It’s been a long wait for young Roald Dahl fans in the regions, but after eight years the RSC’s multi-award-winning, Matilda the Musical embarks on its first UK tour.
The length of the run – 11 weeks at the Palace Theatre in Manchester – gives some indication of the excitement and anticipation surrounding this tour.
On Thursday’s opening night the audience had to wait a little longer, as the curtain was held-up for 10 minutes or so due to a technical hitch. But once it got started, nothing could dampen the enjoyment of this mischievous, magical and often moving musical.
Rob Howell’s set design is a complex mix of moving alphabet blocks, sliding school desks, playground swings and comic-book like home interiors. It’s a marvel it all moves in the right place at the right time as often as it does.
There are also incredible special effects and illusions by Paul Kieve. In one scene headmistress, Miss Trunchbull, a former Olympic hammer-thrower, swings a child by her pigtails and launches her into space and it’s all so fast and slick that even the adults are gaping at the illusion.
The evil, Miss Trunchbull is a big-bosomed, dame-like character whose school motto is ‘Children are Maggots’ and she delights in ‘breaking them’. Craige Els revels once again in the villainous role he played in the West End for three years from 2014 to 2017 and does a show-stopping somersault over the school’s gymnastic vaulting horse.
Rebecca Thornhill also joins the tour from the West End cast as Mrs Wormwood, Matilda’s salsa-dancing, make-up obsessed mother who chose ‘looks not books’. Alongside Sebastien Torkia as sleazy car salesman, Mr Wormwood, the pair make a deliciously vile and vulgar couple.
As the insults from the adults come thick and fast until we could feel the revolting, spit-balls of children don’t stand a chance. But young Matilda learns of another world through her reading. At five-years-old she reads everything from Dickens to Tolkien. While other parents marvel at the miracle of their children, Matilda’s parents would have her believe she’s not normal for wanting to read books.

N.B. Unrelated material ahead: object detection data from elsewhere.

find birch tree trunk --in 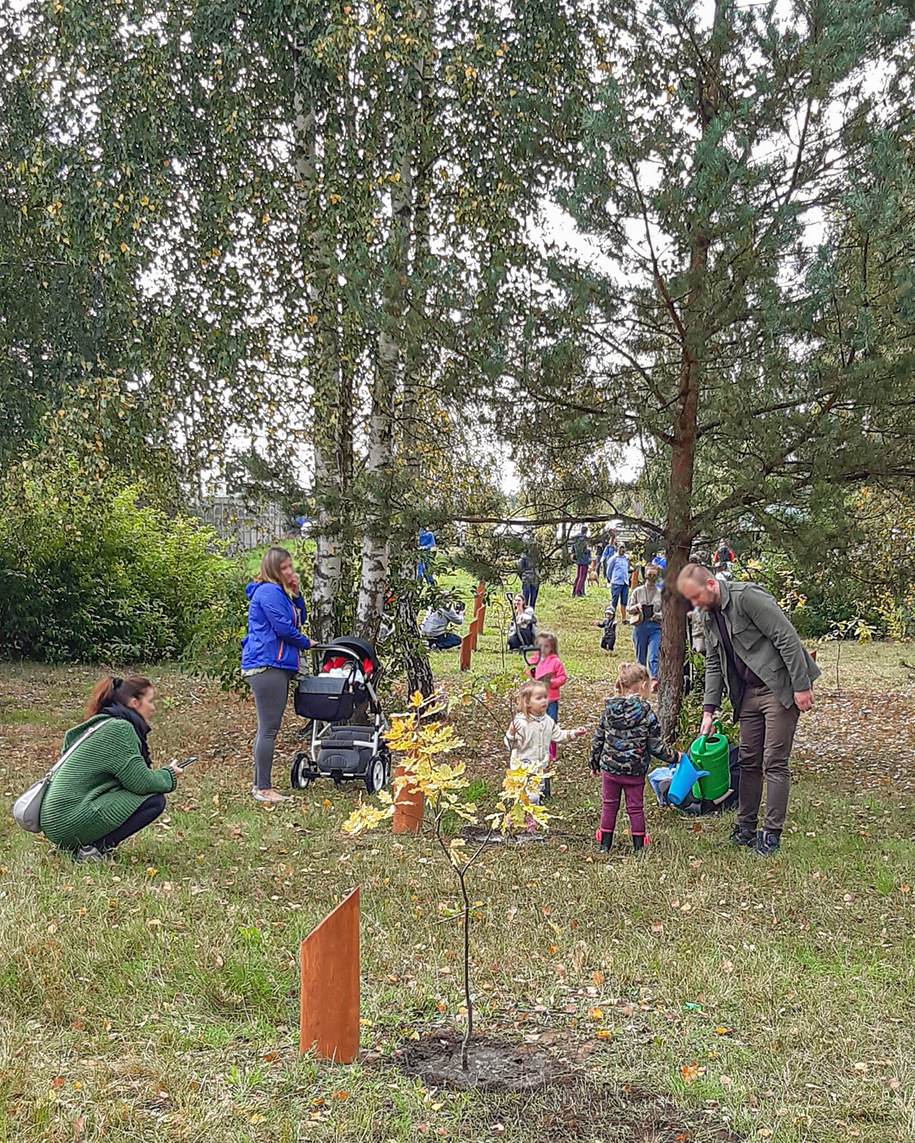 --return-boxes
[355,5,431,649]
[294,48,344,642]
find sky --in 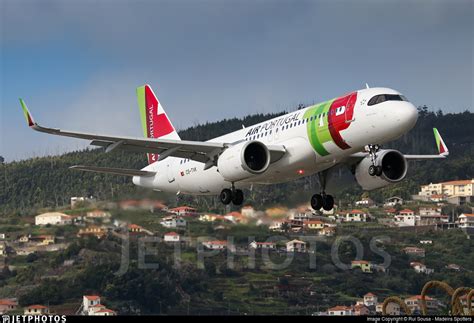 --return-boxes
[0,0,474,161]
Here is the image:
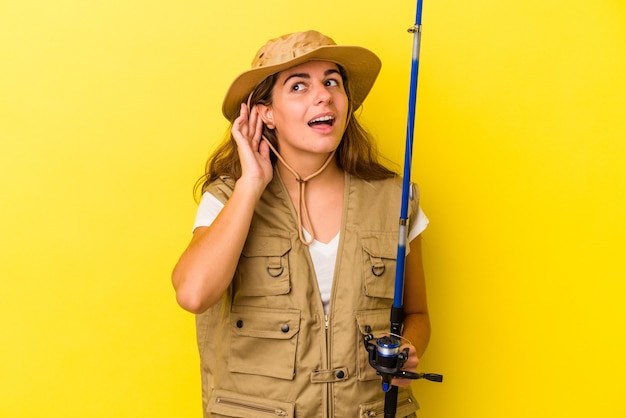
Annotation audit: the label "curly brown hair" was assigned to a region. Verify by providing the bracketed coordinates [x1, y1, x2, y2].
[194, 66, 397, 198]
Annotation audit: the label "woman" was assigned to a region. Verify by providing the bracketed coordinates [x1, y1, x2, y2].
[172, 31, 430, 418]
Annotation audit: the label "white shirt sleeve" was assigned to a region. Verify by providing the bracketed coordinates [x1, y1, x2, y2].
[193, 192, 224, 230]
[193, 192, 429, 238]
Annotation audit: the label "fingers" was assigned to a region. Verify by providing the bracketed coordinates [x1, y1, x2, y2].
[232, 103, 263, 151]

Little do they know their daughter is a miracle in another way – she has superpowers to move objects using only her eyes. To get a child to carry such a complex and compelling role is another astonishing feat of this ambitious show. Sophia Ally’s justice-seeking Matilda is a wonderful mix of mischief and vulnerability. She is one of four young girls (Annalise Bradbury, Scarlett Cecil and Nicola Turner) to take on the role during the tour and was given a well-deserved standing ovation.
Tim Minchin’s score and witty lyrics demand some real tongue-twisters for the young cast, and never patronises. The closing song, ‘Revolting Children’ emerges like a rock ‘n’ roll anthem for any child who has felt unfairly treated at school. It is to today’s generation of youngsters what Pink Floyd’s Another Brick in the Wall was to mine. And judging by the terrific performances this young cast are capable of, we certainly shouldn’t be under-estimating the little maggots.
If you’re looking for the must-see show in Manchester this year, Matilda the Musical is it.